Rapid internal and external feedback loops
To successfully achieve ‘launch excellence’, we need to tailor and adapt our approach to each launch based on these learnings and insights.
Gone are the days of rigid brand plans – developed, filed away and not looked at until a year later. In today’s fast-paced, hybrid environment, no plans are set in stone. Successful launches rely on regularly updated plans, using real-time feedback from the humans behind the launch.
To become truly agile, processes and technology must foster collaboration between internal and external parties. Host regular, virtual focus groups via ThinkTank, ‘Ask me anything’ assemblies and monthly brand check-ins, as well as implement systems for rapid feedback that support an approach based on applicable learnings, such as brand plans fuelled by objectives and key results (OKRs), real-time workshops and hackathons.

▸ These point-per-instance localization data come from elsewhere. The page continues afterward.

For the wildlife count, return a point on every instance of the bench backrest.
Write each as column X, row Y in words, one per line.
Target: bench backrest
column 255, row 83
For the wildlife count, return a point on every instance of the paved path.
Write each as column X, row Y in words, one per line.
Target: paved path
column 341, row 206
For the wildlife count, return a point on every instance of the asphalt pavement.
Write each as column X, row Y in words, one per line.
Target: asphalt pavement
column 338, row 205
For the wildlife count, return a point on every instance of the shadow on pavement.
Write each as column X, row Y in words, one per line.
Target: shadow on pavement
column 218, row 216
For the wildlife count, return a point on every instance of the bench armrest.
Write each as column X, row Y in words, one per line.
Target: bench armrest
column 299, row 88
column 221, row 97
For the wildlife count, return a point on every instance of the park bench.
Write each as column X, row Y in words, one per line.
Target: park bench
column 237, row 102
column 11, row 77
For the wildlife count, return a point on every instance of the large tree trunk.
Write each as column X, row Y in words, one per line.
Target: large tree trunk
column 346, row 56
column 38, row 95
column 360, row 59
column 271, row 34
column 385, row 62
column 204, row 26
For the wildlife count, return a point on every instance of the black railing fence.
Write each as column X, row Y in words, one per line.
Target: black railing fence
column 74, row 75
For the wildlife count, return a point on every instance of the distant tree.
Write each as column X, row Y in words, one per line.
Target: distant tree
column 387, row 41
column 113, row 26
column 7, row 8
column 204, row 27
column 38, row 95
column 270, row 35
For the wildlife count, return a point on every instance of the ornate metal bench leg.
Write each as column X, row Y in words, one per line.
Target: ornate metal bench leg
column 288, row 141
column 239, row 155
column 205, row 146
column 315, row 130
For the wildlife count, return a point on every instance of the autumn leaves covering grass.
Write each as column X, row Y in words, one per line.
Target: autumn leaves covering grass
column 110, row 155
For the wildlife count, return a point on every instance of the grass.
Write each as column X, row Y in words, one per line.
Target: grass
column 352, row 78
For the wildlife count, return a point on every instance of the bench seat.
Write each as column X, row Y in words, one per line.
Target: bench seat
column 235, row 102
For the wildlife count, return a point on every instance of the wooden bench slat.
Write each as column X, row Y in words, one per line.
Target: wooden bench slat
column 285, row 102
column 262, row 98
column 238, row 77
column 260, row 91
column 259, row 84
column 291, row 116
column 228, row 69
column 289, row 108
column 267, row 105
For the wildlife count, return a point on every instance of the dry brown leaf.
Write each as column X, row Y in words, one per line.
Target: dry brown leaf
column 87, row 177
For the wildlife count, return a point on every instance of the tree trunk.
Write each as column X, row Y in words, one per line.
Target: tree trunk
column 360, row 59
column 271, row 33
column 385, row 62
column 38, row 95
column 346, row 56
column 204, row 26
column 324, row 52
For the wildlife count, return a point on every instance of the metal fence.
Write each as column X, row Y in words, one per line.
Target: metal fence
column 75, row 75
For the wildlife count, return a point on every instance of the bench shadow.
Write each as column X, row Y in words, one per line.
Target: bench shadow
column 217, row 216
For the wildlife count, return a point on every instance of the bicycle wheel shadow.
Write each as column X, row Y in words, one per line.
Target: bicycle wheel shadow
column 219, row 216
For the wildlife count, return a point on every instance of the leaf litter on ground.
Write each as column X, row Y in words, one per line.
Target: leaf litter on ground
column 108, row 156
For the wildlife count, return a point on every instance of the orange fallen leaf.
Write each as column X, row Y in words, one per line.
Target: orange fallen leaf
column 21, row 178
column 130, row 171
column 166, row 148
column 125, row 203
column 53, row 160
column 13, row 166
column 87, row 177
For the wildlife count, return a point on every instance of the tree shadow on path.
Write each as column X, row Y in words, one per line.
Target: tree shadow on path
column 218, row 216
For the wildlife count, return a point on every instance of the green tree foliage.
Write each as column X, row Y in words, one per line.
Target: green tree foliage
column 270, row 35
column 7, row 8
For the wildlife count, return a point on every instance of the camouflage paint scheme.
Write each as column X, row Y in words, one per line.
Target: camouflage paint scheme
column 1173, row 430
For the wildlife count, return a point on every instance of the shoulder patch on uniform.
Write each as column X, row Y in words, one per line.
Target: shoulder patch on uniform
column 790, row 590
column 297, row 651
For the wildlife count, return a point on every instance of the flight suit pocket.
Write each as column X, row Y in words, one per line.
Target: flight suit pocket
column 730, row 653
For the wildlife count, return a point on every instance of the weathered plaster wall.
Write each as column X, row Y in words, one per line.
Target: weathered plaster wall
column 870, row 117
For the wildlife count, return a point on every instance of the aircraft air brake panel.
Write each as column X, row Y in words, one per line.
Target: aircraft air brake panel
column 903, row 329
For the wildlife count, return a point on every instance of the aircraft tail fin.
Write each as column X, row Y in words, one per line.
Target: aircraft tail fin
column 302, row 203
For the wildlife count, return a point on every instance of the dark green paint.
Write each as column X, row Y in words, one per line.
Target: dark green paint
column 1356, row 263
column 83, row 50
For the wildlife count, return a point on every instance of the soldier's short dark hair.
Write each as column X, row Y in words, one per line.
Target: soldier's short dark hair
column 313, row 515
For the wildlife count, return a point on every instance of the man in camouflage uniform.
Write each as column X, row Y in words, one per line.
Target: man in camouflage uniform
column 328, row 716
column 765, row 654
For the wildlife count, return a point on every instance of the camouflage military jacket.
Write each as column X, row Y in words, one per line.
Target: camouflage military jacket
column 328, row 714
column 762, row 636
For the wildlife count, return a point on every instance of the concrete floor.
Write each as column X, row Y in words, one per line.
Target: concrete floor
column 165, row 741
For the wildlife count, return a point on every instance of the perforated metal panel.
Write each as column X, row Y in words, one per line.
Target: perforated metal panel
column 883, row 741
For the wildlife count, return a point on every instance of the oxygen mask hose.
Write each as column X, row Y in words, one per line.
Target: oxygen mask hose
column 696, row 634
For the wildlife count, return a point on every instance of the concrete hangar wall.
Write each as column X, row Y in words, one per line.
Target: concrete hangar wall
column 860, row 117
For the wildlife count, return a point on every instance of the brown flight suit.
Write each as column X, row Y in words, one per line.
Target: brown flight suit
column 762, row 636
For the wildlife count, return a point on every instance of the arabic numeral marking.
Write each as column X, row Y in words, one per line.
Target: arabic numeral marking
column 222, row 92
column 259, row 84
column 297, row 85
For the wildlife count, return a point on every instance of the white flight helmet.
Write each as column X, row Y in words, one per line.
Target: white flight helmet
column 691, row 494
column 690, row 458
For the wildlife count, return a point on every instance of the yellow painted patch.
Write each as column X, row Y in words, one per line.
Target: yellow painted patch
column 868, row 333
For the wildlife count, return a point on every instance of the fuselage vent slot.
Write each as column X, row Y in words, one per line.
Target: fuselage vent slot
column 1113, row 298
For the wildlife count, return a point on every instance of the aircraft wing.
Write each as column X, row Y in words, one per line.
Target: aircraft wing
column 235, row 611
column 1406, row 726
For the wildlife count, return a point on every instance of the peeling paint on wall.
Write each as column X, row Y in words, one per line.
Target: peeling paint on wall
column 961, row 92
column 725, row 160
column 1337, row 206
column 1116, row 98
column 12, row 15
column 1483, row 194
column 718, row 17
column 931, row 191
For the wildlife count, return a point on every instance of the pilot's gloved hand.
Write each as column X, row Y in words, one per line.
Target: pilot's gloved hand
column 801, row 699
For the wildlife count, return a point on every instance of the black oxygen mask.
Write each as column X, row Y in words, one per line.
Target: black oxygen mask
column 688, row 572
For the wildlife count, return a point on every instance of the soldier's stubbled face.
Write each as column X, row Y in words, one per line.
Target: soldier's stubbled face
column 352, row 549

But being responsive is not enough – we need to know what, when, where and how people want to engage – and update these findings regularly.
It’s about proactively personalising our approach. To better align HCPs’ preferences and tailor interactions to their needs, it’s now vital to arm commercial and medical teams with expertise in critical listening and questioning, in order to uncover key insights and application- based skills.
These can be supplemented with behavioural science that challenges established practices and improves performance. Regardless of the audience, we need to communicate to engage and learn, not to tell or sell.
The traditional launch model is still there, it has just evolved to become a more agile, human-centric one.